Who should not consider converting to a Roth IRA?
For some people, sticking with a traditional IRA or other tax-deferred accounts might be a better strategy. A Roth conversion might not be the best option in the following situations:
- You’re nearing, or in retirement and you need your traditional IRA to cover your living expenses. In this situation your assets won’t have time to recoup from the taxes you would have to pay.
- You’re currently receiving Social Security or Medicare benefits. If a Roth conversion were to increase your taxable income, then more of your Social Security benefits would be taxed and your Medicare costs would rise.
- You don’t have money in your taxable account to pay the conversion tax. Preferably your taxable account has assets with a high basis or no gains that need to be taxed. If you have to pay a conversion tax with IRA assets, it could take even longer to recoup the tax loss.
- You plan on giving a substantial amount of your traditional IRA to charities by utilizing a Qualified Charitable Distribution (QCD) to meet your RMD requirements. If you don’t plan on using your IRA assets yourself or passing them on to heirs, then a QCD could minimize or reduce the tax impact of RMDs. In this case, converting to a Roth IRA could be counterproductive, since you wouldn’t avoid taxes as you would with just a QCD.
How do you convert to a Roth IRA?
If you decide a Roth IRA conversion is right for you, you’ll need to keep three things in mind:
- When to execute the conversion. If you have a significant balance in your traditional IRA, you may want to carry out multiple Roth IRA conversions over several years. If done properly, a multiyear approach could allow you to convert a large portion of your savings to a Roth IRA while limiting the tax impact. For example, you might convert just enough to keep additional distributions from being taxed at the next higher tax bracket. Early in retirement—when your earned income drops but before RMDs kick in—can be an especially good time to implement this strategy. One issue to be mindful of is making Roth conversions when you are close (within two years) to filing for Medicare and Social Security. A Roth conversion could increase your and the taxes you pay on benefits.
- How you’ll pay the resulting tax bill. We recommend paying with cash from outside your IRA for a couple of reasons:
- Any IRA money used to pay taxes won’t be accumulating gains tax-free for retirement, undermining the very purpose of a Roth IRA conversion.
- If you sell appreciated assets to pay the conversion tax, capital-gains taxes could further undermine the benefits of a conversion. Plus, if you’re under 59½ and withdraw money from a tax-deferred account, you’ll incur a 10% federal penalty (state penalties may also apply).
- You can’t undo a Roth conversion. Under a new rule in the Tax Cuts and Jobs Act of 2017, you can no longer “recharacterize” or undo a Roth conversion. Once you convert, there’s no going back.
The decision to convert to a Roth IRA doesn’t have to be all or nothing.

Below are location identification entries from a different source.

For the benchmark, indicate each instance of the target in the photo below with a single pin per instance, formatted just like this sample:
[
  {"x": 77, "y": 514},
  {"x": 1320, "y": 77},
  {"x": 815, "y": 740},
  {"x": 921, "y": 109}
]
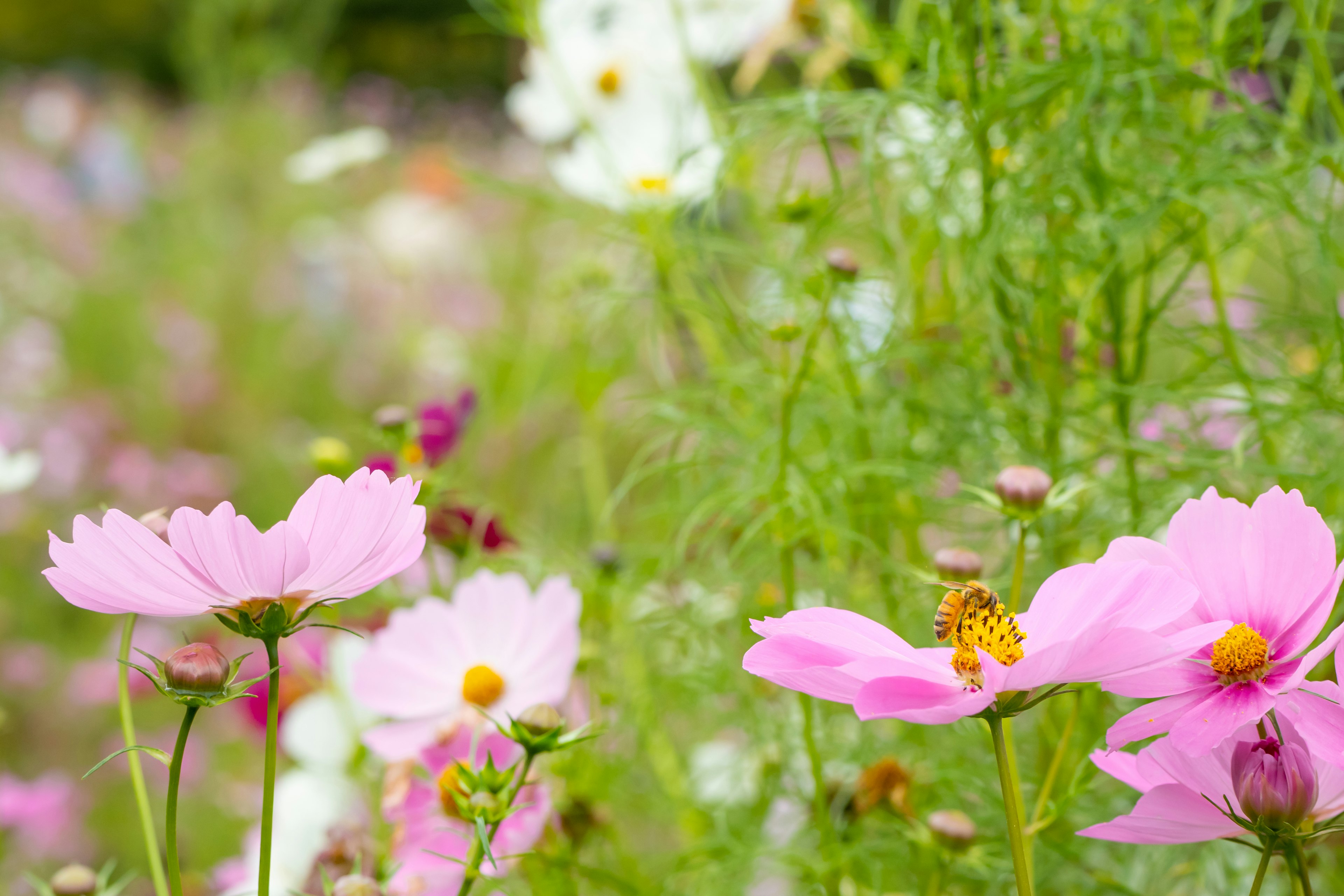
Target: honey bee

You may find dividing your savings between a Roth and a traditional IRA or a Roth IRA and a traditional 401(k) is the optimal solution for you. Overall, converting to a Roth IRA might give you greater flexibility in managing RMDs and potentially cut your tax bill in retirement, but be sure to consult a qualified tax advisor and financial planner before making the move.

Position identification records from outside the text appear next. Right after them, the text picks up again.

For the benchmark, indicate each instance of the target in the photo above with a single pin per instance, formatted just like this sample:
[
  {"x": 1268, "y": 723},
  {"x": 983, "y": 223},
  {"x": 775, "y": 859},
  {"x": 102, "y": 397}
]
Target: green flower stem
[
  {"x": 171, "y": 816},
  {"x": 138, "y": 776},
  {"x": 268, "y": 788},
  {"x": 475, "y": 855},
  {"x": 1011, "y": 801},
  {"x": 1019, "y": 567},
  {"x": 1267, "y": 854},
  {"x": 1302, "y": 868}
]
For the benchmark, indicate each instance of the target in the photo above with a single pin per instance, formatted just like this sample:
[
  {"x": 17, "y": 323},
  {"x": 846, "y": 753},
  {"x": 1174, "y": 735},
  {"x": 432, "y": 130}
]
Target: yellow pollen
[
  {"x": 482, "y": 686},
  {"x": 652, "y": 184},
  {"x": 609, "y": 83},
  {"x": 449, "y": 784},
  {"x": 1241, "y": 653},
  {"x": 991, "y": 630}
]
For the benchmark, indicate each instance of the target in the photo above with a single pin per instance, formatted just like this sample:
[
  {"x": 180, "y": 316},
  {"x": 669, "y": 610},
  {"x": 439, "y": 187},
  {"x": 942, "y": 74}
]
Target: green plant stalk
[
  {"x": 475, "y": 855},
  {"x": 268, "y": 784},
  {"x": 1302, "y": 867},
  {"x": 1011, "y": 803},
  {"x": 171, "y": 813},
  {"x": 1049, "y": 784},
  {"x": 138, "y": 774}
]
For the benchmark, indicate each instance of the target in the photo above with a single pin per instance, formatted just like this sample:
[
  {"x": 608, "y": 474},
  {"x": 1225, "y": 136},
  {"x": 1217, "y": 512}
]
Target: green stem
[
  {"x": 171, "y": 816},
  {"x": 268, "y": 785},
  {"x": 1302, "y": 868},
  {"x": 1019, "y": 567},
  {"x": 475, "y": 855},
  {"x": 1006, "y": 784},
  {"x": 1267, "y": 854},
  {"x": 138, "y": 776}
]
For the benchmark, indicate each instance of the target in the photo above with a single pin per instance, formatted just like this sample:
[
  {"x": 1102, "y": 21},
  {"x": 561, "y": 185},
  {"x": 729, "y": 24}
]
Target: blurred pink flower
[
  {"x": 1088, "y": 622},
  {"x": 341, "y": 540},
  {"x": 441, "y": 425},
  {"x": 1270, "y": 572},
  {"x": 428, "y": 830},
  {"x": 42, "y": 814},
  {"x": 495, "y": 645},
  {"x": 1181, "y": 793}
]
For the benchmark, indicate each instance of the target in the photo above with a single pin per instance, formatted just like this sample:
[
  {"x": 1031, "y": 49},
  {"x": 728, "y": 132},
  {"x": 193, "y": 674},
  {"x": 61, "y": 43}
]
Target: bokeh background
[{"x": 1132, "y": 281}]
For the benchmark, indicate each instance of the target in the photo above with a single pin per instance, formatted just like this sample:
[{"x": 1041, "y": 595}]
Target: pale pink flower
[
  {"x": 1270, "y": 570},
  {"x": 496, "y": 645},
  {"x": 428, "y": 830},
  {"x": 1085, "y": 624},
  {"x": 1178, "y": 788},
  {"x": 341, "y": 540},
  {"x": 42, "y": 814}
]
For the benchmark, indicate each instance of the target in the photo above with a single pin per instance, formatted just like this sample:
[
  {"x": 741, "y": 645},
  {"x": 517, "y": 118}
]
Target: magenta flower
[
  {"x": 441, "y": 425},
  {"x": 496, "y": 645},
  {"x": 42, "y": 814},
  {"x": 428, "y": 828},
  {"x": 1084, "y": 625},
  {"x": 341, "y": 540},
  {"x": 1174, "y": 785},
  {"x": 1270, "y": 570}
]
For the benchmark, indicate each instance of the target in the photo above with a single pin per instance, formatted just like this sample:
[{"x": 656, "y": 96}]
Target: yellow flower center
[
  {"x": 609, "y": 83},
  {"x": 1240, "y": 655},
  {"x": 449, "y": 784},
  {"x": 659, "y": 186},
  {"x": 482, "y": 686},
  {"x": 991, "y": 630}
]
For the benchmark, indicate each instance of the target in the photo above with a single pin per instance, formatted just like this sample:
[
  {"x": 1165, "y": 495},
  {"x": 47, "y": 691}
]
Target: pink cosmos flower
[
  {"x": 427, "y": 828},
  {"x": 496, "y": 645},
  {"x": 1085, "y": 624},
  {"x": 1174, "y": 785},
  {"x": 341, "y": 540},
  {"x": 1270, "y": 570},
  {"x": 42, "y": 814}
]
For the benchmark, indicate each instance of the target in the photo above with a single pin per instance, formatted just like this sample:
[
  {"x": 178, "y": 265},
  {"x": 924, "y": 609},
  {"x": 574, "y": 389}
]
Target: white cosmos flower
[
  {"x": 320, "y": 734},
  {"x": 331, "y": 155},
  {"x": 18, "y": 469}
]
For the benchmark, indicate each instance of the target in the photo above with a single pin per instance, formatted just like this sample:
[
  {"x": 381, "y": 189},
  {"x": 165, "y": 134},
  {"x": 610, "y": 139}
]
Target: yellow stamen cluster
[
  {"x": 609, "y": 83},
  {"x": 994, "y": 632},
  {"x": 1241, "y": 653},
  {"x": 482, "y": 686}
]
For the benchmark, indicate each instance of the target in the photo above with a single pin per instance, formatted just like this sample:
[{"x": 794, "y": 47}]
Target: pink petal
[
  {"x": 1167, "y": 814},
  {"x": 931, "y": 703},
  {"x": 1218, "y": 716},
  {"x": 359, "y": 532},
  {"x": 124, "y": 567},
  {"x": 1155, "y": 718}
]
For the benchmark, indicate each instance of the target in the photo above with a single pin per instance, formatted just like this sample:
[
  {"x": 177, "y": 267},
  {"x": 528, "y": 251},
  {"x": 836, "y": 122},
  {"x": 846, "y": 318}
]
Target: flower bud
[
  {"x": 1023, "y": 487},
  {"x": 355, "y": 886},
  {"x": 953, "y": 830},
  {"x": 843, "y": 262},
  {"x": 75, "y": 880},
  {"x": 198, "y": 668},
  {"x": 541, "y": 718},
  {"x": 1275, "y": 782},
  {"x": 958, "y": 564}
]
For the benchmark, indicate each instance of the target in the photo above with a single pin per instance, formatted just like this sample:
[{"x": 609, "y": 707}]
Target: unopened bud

1Qualified distributions are those that occur at least five years after the account is established. At least one of the following conditions must also be met: The account holder is 59½ or older at the time of withdrawal; the account holder is permanently disabled; distributed assets (up to $10,000) are used toward the purchase or rebuilding of a first home for the account holder or a qualified family member; or withdrawals are made by the account beneficiary after the account holder’s death.